Microsoft’s July 2026 Patch Tuesday delivers an unprecedented 570 vulnerability fixes, including two actively exploited zero‑days and one publicly disclosed zero‑day. The massive update underscores the growing importance of AI‑driven vulnerability discovery.

Key Takeaways

  • Record‑breaking patch covering 570 vulnerabilities
  • Two actively exploited zero‑days and one publicly disclosed zero‑day fixed
  • AI‑powered discovery system drives larger Patch Tuesday releases

On July 14, 2026, Microsoft announced its routine Patch Tuesday, but this edition shatters all previous records with a staggering 570 flaws addressed. Among them, 59 are classified as “Critical,” featuring 48 remote code execution (RCE) bugs, nine elevation‑of‑privilege (EoP) issues, one security‑feature bypass, and one spoofing vulnerability.

Breakdown of Vulnerability Types

The detailed distribution shows 254 EoP, 17 security‑feature bypass, 145 RCE, 102 information‑disclosure, 35 denial‑of‑service, and 16 spoofing flaws.
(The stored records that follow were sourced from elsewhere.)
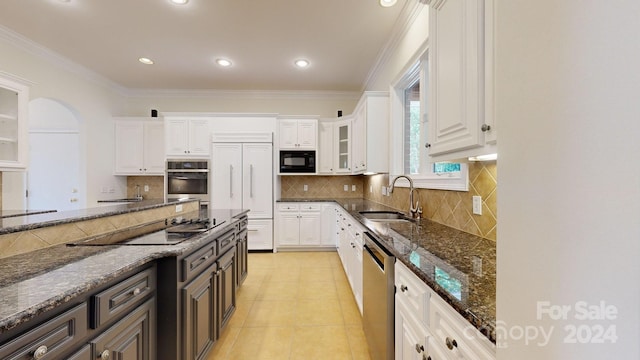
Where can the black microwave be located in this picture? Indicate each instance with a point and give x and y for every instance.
(297, 161)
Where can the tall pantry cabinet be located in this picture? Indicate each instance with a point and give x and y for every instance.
(242, 177)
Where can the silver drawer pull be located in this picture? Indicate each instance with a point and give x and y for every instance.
(40, 352)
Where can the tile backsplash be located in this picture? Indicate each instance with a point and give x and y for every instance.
(451, 208)
(155, 183)
(326, 187)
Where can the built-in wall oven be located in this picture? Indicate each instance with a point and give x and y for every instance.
(188, 179)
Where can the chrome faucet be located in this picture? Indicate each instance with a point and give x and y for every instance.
(415, 211)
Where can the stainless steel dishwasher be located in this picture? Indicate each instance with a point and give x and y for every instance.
(378, 298)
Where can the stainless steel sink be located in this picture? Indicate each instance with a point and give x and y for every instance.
(385, 216)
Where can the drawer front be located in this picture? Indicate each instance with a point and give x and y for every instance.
(199, 260)
(121, 297)
(49, 340)
(453, 333)
(310, 207)
(412, 292)
(286, 207)
(226, 242)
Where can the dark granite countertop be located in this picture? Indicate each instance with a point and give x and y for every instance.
(33, 283)
(458, 266)
(42, 219)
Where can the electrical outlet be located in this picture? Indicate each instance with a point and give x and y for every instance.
(477, 205)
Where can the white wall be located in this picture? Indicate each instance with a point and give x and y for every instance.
(93, 102)
(567, 85)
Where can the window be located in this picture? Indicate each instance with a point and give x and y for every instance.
(410, 133)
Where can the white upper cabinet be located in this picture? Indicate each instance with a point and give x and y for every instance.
(298, 134)
(187, 137)
(370, 142)
(460, 78)
(325, 148)
(14, 99)
(139, 147)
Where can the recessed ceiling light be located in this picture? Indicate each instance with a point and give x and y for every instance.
(146, 61)
(302, 63)
(224, 62)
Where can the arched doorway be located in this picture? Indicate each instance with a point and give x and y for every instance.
(53, 176)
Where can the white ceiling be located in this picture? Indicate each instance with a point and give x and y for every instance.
(343, 39)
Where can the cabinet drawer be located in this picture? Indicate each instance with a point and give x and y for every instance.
(310, 207)
(53, 338)
(226, 242)
(121, 297)
(199, 260)
(412, 292)
(452, 332)
(287, 207)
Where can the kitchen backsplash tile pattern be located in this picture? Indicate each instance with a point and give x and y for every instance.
(451, 208)
(155, 183)
(30, 240)
(325, 187)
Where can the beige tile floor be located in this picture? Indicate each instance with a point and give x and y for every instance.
(294, 306)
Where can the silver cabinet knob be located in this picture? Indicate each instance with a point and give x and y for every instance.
(40, 352)
(105, 355)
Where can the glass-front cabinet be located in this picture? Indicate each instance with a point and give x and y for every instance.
(14, 98)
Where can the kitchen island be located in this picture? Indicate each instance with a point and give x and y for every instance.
(44, 285)
(435, 252)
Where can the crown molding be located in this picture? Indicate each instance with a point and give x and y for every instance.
(409, 13)
(246, 94)
(56, 59)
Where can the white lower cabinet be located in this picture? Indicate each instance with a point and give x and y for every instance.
(260, 234)
(427, 328)
(298, 225)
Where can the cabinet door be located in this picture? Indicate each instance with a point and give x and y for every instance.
(176, 137)
(260, 235)
(14, 103)
(310, 229)
(153, 151)
(129, 147)
(258, 180)
(226, 288)
(288, 229)
(242, 257)
(325, 148)
(226, 176)
(455, 91)
(132, 338)
(199, 314)
(342, 151)
(328, 235)
(288, 134)
(199, 137)
(308, 134)
(411, 339)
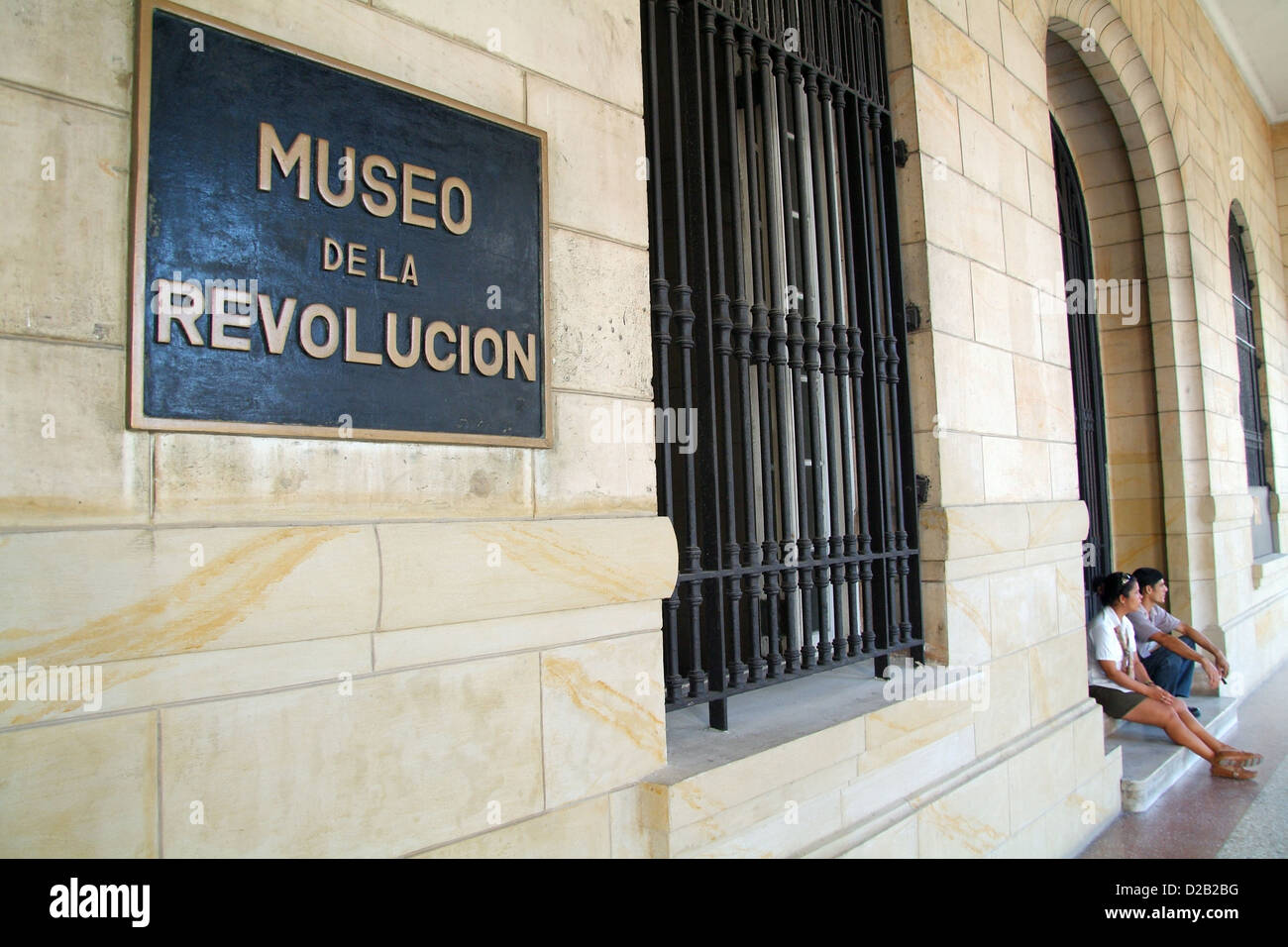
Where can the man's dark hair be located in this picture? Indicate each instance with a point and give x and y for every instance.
(1147, 577)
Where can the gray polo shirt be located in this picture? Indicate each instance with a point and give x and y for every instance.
(1145, 625)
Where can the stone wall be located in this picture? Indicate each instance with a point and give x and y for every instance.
(377, 648)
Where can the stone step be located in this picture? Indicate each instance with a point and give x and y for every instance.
(1151, 762)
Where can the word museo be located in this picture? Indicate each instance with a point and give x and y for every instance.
(1091, 296)
(629, 424)
(72, 684)
(936, 684)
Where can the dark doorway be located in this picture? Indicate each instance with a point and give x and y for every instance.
(1089, 402)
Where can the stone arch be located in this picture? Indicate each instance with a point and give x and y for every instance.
(1117, 64)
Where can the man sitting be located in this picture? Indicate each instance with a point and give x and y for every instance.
(1168, 659)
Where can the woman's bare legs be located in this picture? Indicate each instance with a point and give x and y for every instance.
(1158, 714)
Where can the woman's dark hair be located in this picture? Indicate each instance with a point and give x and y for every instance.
(1113, 586)
(1146, 577)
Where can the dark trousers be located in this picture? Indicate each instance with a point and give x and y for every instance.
(1170, 671)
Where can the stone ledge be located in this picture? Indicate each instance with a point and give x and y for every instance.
(855, 835)
(1151, 762)
(720, 791)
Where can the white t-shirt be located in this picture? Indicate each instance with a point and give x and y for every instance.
(1107, 635)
Notably, the count excludes earlier‑month fixes for Mariner, Azure OpenAI, Azure Synapse, M365 Copilot, Exchange Online, Edge for Android, and Entra Provisioning Service.

Three Zero‑Day Vulnerabilities Patched

This month’s release includes three zero‑day fixes: two that were already being exploited in the wild and one publicly disclosed. The first, CVE‑2026‑56155, affects Active Directory Federation Services (AD FS) and allowed attackers to elevate privileges locally. Microsoft credited the discovery to DART researchers Jeremy Kingston and Scott Clark.

The second, CVE‑2026‑56164, targets Microsoft SharePoint Server, granting remote attackers elevated rights. Microsoft recommends enabling the Antimalware Scan Interface (AMSI) with Full Request Body Scan to mitigate the issue. The third, CVE‑2026‑50661, is a BitLocker security‑feature bypass that could let an attacker with physical access retrieve encrypted data; it was reported by an anonymous researcher.

AI‑Powered Vulnerability Discovery

Microsoft recently announced the integration of an AI‑driven discovery engine across its Windows codebase, a move that explains the surge in Patch Tuesday volume. By proactively hunting for weaknesses before threat actors can weaponize them, the company aims to stay ahead of the cyber‑threat curve.

Updates from Other Vendors

July also saw a flurry of patches from industry peers: Adobe closed seven high‑severity ColdFusion and Campaign bugs, BeyondTrust remedied two critical authentication bypasses, Cisco rolled out updates across its Identity Services Engine and Catalyst Center, and Linux kernel maintainers patched the Januscape VM escape flaw. Collectively, these efforts reinforce a broader push toward a more resilient software ecosystem.